Like Cardiovascular disease and eating right, I’ve found an excellent study proposal that discusses how to deal with pain in injuries. I’m going to go through that and summarize it in layman’s terms.
Evidence based practice Protocol
Pain education to prevent chronic low back pain: a study protocol for a randomised controlled trial
Adrian C Traeger1,2, G Lorimer Moseley2,3, Markus Hübscher2, Hopin Lee1,2, Ian W Skinner1,2, Michael K Nicholas4, Nicholas Henschke5, Kathryn M Refshauge6, Fiona M Blyth7, Chris J Main8, Julia M Hush9, Garry Pearce10, James H McAuley1,2
This is the study title, and its overview and methods are excellent in summarizing the current pain research.
Introduction
Low back pain (LBP) is very common1 ,2 and the leading cause of disability worldwide.3 Not everyone who gets LBP will develop chronic LBP (more than 3 months’ duration), in fact, most do not.4 Although 60% of people who have LBP recover in a few weeks,5 and often with minimal intervention,6 for the other 40%, recovery is slow and the risk of long-term symptoms, or chronic LBP, is high. For patients who develop chronic LBP,7 research has consistently shown that treatments are seldom effective in returning them to a pain-free or productive life.8–11 These people face a downward spiral of increasingly lengthy periods of pain and disability with substantial social and personal disadvantage.1 Most of the costs associated with LBP can be attributed to patients with chronic symptoms.12
In general, there are several differences between acute pain and chronic pain. Generally, pain after an acute injury tends to go away as the injury gets better and rehabilitation work is performed.
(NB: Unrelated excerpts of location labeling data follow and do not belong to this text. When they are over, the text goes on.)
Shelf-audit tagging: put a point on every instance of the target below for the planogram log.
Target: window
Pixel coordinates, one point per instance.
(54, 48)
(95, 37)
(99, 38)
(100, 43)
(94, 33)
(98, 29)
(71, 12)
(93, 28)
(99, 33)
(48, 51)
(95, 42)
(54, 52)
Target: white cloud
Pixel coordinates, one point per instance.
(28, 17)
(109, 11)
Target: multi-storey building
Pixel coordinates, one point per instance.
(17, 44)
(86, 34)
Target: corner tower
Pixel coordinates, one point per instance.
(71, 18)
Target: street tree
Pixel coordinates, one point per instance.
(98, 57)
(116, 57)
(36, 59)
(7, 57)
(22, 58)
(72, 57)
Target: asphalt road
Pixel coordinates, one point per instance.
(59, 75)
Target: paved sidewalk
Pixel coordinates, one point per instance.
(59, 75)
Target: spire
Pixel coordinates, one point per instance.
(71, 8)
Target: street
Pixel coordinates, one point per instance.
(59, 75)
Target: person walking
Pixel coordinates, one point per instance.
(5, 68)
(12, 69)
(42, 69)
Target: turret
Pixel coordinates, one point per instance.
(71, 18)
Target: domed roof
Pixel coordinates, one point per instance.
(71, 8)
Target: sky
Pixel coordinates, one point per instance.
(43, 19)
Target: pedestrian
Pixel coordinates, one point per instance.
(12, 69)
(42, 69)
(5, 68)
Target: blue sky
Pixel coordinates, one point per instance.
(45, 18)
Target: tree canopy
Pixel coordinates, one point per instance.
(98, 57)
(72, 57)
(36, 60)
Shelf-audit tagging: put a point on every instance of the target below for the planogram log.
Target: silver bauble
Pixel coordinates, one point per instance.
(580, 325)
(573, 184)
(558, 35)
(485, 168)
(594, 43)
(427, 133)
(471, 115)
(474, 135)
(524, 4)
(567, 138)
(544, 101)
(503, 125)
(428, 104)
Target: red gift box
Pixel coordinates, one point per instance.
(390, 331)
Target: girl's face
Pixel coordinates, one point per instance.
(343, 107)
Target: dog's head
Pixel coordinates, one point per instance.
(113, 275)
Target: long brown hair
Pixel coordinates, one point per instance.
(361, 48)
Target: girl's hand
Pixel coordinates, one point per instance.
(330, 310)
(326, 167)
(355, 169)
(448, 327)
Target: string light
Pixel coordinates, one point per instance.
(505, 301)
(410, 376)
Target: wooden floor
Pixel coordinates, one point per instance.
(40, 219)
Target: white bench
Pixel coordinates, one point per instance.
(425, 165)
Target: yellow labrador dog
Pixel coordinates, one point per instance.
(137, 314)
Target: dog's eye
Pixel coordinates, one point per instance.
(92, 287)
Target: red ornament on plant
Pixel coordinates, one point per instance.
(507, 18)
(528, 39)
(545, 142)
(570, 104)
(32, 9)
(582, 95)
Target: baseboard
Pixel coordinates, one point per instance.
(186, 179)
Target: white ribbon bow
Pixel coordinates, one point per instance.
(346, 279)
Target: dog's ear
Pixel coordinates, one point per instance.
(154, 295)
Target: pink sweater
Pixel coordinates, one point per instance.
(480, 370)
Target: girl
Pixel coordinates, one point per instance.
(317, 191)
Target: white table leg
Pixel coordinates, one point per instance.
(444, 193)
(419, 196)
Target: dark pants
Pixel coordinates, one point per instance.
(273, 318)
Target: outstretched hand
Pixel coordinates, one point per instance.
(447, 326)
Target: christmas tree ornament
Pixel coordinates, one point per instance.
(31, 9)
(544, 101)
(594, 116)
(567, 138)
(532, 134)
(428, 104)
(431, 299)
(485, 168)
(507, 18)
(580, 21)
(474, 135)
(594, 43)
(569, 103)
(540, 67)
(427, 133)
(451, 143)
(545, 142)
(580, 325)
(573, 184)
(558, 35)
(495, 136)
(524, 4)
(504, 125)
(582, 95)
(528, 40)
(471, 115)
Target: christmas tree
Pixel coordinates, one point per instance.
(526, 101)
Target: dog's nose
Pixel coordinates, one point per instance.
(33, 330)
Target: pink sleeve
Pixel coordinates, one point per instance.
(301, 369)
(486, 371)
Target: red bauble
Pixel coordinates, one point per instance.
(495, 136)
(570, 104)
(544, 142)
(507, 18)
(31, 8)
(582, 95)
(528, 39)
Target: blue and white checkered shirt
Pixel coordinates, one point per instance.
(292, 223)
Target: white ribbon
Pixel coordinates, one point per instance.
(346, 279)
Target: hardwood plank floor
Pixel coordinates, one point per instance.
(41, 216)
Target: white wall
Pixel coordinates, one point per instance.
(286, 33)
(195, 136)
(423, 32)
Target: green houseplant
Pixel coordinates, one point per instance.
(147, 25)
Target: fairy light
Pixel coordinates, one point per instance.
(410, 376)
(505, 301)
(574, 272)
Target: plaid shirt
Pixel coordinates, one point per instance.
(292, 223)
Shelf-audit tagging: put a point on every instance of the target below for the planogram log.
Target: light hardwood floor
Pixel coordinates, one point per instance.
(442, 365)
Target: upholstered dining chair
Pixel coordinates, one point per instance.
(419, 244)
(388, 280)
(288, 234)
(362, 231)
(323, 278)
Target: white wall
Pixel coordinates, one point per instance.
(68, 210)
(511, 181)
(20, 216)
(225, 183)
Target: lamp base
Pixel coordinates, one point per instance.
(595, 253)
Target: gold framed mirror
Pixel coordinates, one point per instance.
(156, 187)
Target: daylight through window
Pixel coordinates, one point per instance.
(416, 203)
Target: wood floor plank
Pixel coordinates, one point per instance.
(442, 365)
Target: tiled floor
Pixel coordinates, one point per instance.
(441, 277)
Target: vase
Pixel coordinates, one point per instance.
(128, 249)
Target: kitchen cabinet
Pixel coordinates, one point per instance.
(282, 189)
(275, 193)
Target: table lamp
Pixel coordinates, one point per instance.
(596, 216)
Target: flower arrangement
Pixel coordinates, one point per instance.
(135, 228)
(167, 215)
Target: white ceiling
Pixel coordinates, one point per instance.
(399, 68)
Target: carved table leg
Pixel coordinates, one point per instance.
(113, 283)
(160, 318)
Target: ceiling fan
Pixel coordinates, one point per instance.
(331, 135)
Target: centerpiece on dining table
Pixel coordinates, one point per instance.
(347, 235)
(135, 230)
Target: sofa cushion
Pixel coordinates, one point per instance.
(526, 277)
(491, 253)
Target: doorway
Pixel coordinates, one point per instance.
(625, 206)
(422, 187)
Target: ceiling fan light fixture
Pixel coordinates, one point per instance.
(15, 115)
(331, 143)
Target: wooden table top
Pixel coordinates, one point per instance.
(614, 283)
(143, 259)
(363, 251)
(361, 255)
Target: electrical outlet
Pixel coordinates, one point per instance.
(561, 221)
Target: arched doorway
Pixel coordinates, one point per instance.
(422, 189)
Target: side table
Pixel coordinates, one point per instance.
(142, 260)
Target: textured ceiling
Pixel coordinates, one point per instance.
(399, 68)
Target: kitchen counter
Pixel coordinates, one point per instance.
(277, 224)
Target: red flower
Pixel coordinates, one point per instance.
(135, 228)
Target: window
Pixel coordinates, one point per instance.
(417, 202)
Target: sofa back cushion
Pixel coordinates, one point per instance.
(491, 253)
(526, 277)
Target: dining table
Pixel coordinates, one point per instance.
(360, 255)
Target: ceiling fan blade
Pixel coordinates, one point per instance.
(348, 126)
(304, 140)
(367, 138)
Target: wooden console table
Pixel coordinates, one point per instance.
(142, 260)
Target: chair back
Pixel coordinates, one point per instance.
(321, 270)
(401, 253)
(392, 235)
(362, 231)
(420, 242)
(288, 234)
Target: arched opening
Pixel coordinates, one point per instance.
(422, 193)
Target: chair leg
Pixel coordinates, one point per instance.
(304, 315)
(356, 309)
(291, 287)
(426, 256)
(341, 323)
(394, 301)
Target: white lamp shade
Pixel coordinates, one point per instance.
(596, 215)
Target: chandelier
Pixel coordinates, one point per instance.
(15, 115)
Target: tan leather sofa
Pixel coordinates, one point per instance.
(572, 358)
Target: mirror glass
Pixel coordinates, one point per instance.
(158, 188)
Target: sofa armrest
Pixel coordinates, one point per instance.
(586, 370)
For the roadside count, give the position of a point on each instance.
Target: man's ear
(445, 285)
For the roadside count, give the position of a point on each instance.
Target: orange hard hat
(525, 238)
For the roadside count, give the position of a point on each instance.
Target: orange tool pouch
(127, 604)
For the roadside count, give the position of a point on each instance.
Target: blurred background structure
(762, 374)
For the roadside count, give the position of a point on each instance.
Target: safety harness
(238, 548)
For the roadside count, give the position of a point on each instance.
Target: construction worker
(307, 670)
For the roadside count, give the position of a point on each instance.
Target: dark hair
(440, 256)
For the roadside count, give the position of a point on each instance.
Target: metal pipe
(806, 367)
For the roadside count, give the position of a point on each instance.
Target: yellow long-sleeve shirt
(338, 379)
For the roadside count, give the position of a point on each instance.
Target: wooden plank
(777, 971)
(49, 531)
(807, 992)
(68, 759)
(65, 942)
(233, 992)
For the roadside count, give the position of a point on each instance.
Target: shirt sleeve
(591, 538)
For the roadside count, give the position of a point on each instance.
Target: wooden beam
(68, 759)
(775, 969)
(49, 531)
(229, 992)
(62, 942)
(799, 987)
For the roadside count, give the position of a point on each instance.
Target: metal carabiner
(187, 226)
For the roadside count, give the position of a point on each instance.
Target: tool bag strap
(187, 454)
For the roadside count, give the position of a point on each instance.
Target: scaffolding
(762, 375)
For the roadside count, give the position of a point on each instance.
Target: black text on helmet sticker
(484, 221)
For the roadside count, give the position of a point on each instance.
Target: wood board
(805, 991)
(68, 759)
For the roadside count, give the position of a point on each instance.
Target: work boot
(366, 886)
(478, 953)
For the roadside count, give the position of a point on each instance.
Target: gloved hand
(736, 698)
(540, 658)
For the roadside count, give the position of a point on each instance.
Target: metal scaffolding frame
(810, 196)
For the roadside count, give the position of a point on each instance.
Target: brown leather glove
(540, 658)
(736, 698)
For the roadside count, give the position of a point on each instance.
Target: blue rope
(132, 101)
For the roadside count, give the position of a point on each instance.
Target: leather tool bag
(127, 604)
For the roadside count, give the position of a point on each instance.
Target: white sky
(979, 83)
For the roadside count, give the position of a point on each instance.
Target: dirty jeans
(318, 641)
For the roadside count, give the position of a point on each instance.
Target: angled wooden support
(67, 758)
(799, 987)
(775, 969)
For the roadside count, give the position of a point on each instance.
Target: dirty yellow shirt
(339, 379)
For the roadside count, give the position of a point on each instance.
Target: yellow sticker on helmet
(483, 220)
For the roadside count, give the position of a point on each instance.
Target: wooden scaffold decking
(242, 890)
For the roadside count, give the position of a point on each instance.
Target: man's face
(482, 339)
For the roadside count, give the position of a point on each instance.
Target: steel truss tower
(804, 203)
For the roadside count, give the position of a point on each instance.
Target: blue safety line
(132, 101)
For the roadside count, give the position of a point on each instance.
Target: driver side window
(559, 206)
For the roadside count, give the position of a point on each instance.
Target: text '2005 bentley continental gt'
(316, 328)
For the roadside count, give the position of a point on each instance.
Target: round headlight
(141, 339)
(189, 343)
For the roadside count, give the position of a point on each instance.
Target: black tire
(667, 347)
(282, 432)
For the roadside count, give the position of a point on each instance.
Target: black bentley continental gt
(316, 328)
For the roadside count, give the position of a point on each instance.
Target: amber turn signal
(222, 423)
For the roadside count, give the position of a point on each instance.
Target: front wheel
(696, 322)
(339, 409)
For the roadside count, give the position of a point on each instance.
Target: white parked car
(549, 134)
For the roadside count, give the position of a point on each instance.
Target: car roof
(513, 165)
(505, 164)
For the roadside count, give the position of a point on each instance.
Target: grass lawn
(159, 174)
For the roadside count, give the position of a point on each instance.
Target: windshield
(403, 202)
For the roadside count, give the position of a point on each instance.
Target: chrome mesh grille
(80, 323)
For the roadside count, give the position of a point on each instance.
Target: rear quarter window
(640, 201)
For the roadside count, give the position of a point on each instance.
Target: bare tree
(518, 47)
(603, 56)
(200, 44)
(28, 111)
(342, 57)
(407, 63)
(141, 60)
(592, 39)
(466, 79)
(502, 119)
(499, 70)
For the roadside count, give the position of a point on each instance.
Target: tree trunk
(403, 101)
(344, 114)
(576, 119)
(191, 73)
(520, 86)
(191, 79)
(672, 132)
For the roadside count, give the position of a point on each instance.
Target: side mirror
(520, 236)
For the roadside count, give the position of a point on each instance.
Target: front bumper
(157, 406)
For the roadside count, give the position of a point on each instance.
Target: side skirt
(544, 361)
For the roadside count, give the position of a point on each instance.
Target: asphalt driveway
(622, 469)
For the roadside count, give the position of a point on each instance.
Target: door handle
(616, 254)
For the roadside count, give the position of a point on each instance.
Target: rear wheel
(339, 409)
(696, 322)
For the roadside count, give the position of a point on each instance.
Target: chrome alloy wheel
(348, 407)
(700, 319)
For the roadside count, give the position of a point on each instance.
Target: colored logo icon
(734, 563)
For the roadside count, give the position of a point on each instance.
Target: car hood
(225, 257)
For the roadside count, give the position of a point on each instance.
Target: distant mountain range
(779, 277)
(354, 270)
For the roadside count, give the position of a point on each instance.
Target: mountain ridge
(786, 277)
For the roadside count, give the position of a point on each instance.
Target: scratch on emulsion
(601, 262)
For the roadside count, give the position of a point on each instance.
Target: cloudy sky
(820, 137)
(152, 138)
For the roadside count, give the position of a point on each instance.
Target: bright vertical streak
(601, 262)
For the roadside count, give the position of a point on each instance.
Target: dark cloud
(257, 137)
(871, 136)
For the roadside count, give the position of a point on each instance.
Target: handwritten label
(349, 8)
However, some cases of acute injuries may develop into types of chronic pain syndromes. These types of chronic pain syndromes may not have anything wrong with the body from a physical perspective, but the nervous system of the body is enters a dysfunctional state for various reasons which can propogate disability, social, and personal disadvantage.
I’m skipping a couple of sections on evidence for preventing LBP and identifying patients at risk for LBP, so if you want to check out then click here.
Pain biology education
International guidelines recommend educating patients with acute LBP to reduce fear and concern about their LBP, and to promote an active recovery.27 Education is a treatment option that is simple, inexpensive and readily used by primary care practitioners.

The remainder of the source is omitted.